Underwood's rapid-fire recruiting a must for 2019 class

Underwood's rapid-fire recruiting a must for 2019 class

CHAMPAIGN — Brad Underwood cast a rather wide recruiting net in the 2019 recruiting class. More than 50 prospects in the class received an Illinois offer. Some have already chosen their college path — from elite wing Kahlil Whitney (Kentucky) to breakout point guard D.J. Carton (Ohio State) to defensive stopper Romeo Weems (DePaul).

None of them have picked the Illini. Not yet at least, but the multitude of offers has Illinois in the mix for multiple 2019 recruits.

Casting a wide net seems to be Underwood's preferred method and is a departure from former Illinois coach John Groce's approach. Doing so with the 2019 class, though, might have been a necessity regardless of preference.

"It's not a great class top to bottom," Rivals national recruiting analyst Corey Evans said. "Illinois is not alone casting a wide net because everyone's gunning for everyone. I've never seen certain programs going head to toe with other ones. Brad's being proactive to a degree to where if they do miss on a couple of their guys — which they will, which everyone will — they want to make sure they can get someone else."

Illinois' recruiting in the 2019 class isn't without focus, though. The seven-player (not including graduate transfer Adonis De La Rosa) 2018 class Underwood signed highlighted the type of player he wants to facilitate the Illini rebuild. Athletes first and foremost. Long athletes in particular and at every position from Ayo Dosunmu in the backcourt to Tevian Jones and Alan Griffin on the wing and Samba Kane at center.

Underwood and Co. have targeted similar players in the 2019 class, with big men a clear priority after adding more guards in 2018. The Illini are after some post players that offer sheer size — Kofi Cockburn and Jason Jitoboh — but plenty of versatile bigs are on their board, too. More length in the backcourt and on the wing is a want, too, with offers out to guys like Terrence Shannon Jr. and Quincy Guerrier.

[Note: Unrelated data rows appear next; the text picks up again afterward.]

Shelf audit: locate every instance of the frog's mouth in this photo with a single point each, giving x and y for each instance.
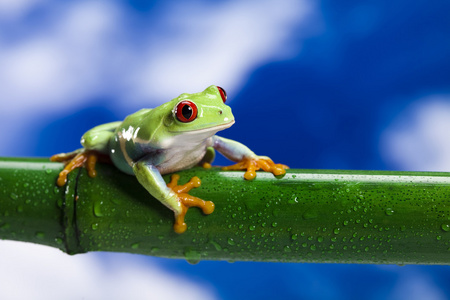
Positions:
(210, 129)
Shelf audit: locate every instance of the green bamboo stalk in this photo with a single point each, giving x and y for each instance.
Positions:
(306, 216)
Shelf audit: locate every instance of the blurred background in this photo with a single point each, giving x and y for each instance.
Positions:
(312, 84)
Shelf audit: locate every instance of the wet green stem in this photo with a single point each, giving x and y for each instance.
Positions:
(306, 216)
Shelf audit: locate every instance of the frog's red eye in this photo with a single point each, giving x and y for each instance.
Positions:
(223, 94)
(186, 111)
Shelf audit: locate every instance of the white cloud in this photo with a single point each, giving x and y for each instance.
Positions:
(219, 44)
(85, 50)
(418, 140)
(30, 271)
(16, 9)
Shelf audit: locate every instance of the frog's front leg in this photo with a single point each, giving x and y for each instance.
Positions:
(172, 195)
(76, 159)
(245, 158)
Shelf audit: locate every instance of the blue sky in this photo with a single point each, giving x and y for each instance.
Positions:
(312, 84)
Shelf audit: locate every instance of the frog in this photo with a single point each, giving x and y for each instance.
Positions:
(174, 136)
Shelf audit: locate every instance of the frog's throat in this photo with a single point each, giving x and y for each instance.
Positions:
(208, 129)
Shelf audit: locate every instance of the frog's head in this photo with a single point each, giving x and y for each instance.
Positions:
(200, 112)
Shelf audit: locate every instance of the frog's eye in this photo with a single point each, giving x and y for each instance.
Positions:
(223, 94)
(186, 111)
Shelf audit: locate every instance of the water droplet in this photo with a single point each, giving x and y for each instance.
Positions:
(310, 214)
(276, 212)
(217, 246)
(445, 227)
(389, 211)
(193, 257)
(293, 200)
(97, 208)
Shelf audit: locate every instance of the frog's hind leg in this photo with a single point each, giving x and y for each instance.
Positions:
(187, 201)
(208, 158)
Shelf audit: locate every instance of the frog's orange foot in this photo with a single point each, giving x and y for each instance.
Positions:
(187, 200)
(86, 158)
(251, 165)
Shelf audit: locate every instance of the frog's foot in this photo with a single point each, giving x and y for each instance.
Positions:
(74, 160)
(187, 201)
(251, 165)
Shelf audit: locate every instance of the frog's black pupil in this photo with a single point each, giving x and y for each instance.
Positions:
(186, 111)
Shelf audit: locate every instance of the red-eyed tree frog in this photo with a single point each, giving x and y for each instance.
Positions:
(174, 136)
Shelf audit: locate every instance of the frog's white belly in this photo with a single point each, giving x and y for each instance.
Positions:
(181, 158)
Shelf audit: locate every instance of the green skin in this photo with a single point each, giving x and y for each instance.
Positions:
(153, 142)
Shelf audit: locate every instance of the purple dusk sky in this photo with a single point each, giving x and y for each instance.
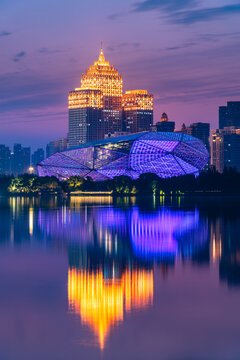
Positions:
(186, 52)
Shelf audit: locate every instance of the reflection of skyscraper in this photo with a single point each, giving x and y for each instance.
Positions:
(101, 303)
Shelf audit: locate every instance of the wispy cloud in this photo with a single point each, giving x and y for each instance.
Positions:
(166, 5)
(182, 11)
(5, 33)
(202, 15)
(19, 56)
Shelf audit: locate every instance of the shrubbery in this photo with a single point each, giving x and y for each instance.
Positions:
(211, 181)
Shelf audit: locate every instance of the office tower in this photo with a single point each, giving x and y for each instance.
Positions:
(95, 108)
(225, 148)
(217, 158)
(21, 159)
(137, 111)
(164, 125)
(5, 160)
(85, 116)
(37, 157)
(200, 131)
(232, 151)
(229, 115)
(26, 159)
(56, 146)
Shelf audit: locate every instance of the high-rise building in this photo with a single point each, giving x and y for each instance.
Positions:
(229, 115)
(200, 131)
(85, 116)
(95, 108)
(56, 146)
(217, 158)
(21, 159)
(137, 111)
(225, 148)
(37, 157)
(165, 125)
(5, 160)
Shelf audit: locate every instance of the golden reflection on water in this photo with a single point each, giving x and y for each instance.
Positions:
(101, 303)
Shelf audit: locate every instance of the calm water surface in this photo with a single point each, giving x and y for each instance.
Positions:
(97, 278)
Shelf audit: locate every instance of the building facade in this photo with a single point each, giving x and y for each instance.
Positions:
(55, 146)
(5, 160)
(225, 148)
(37, 157)
(137, 111)
(95, 108)
(164, 125)
(229, 115)
(20, 159)
(217, 158)
(199, 130)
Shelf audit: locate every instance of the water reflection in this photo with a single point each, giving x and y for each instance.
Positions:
(102, 302)
(115, 246)
(112, 252)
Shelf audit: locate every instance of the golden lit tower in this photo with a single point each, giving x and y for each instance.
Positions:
(137, 110)
(95, 108)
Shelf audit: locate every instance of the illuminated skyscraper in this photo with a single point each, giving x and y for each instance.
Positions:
(137, 110)
(95, 108)
(164, 125)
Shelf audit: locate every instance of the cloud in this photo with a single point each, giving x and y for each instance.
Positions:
(183, 46)
(19, 56)
(124, 46)
(166, 5)
(207, 14)
(182, 11)
(5, 33)
(47, 51)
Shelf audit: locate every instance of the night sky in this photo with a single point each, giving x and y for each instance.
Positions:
(187, 52)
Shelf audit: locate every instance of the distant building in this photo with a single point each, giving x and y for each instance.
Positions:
(20, 159)
(116, 134)
(225, 148)
(137, 111)
(56, 146)
(85, 116)
(37, 157)
(200, 131)
(229, 115)
(5, 160)
(217, 158)
(95, 108)
(164, 125)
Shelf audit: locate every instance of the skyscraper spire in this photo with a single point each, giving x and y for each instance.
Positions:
(101, 58)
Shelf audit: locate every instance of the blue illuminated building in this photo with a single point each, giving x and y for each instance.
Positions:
(165, 154)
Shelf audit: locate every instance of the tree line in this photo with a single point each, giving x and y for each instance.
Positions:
(207, 182)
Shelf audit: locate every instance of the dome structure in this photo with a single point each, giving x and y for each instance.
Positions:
(162, 153)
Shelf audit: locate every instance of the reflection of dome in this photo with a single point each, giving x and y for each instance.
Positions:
(160, 233)
(167, 233)
(101, 304)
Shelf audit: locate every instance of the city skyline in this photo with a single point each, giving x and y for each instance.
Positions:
(182, 58)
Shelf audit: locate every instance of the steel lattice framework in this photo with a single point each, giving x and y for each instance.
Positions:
(165, 154)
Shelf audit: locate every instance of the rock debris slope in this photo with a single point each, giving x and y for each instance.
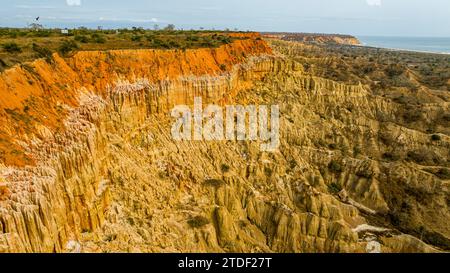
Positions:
(105, 174)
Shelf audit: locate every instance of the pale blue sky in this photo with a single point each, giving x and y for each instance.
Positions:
(357, 17)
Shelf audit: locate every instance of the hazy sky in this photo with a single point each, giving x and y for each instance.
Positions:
(357, 17)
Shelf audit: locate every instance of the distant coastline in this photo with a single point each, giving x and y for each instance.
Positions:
(411, 44)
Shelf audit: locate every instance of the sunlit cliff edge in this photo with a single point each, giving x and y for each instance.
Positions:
(89, 165)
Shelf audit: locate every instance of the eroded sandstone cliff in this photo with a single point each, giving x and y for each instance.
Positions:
(108, 177)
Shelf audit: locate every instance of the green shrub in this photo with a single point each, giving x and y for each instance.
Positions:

Mostly, Illinois has options. Having options ultimately allowed Illinois to sign that seven-player 2018 class.

"It kind of makes sense to always have guys — especially last year when they had so many scholarships to give," said Brian Snow, a 247Sports recruiting analyst. "To me, it's just the way you have to do it if you're not at Kentucky or Duke."

The early signing period for 2019 prospects starts Nov. 14 and runs for a week. That gives the Illinois coaches 81 days to make sufficient inroads in 2019 recruiting to have a prospect or two ready to sign on the dotted line.

The Illini signed just one player last November. It was a significant addition in Dosunmu, one of the highest-rated prospects to sign with Illinois in program history. But with multiple scholarships to fill, the Illinois coaches had to put in significant work in the spring and summer to fill the class.

This fall could be critical for Underwood after having to rebuild the 2017 class after he was hired that March and signing the overwhelming majority of the 2018 class between April and June.

"I don't think signing six kids in the spring is sustainable if you want to build a winning program," Snow said. "That's really difficult to do unless you're going to do it with JUCOs and transfers. If you're looking at bringing in high school players during the spring consistently, I don't see that being a really sustainable model. I don't know that there's any other school in the country that's been able to pull that off."

Illinois currently projects to have three open scholarships for the 2019 class. One remains open now — creating the potential to sign a guy like Guerrier, who intends to enroll at mid-year — while De La Rosa's and Aaron Jordan's will come off the books. Signing multiple recruits in November allows for more future recruiting next spring and summer.

"All the work they did this past spring and summer in finalizing their 2018-19 roster, it would just be nice for sanity's sake to know you've got a couple guys in the hopper," Evans said. "The one thing the Big Ten does and better programs do is they get ahead. They all get ahead, and that allows them to invest more time in the future classes so you're not doing what (Illinois) did last year and sweating it out and trying to get all these late guys. I think it's crucial to get one or two guys who are your priorities in the fall before the college season begins."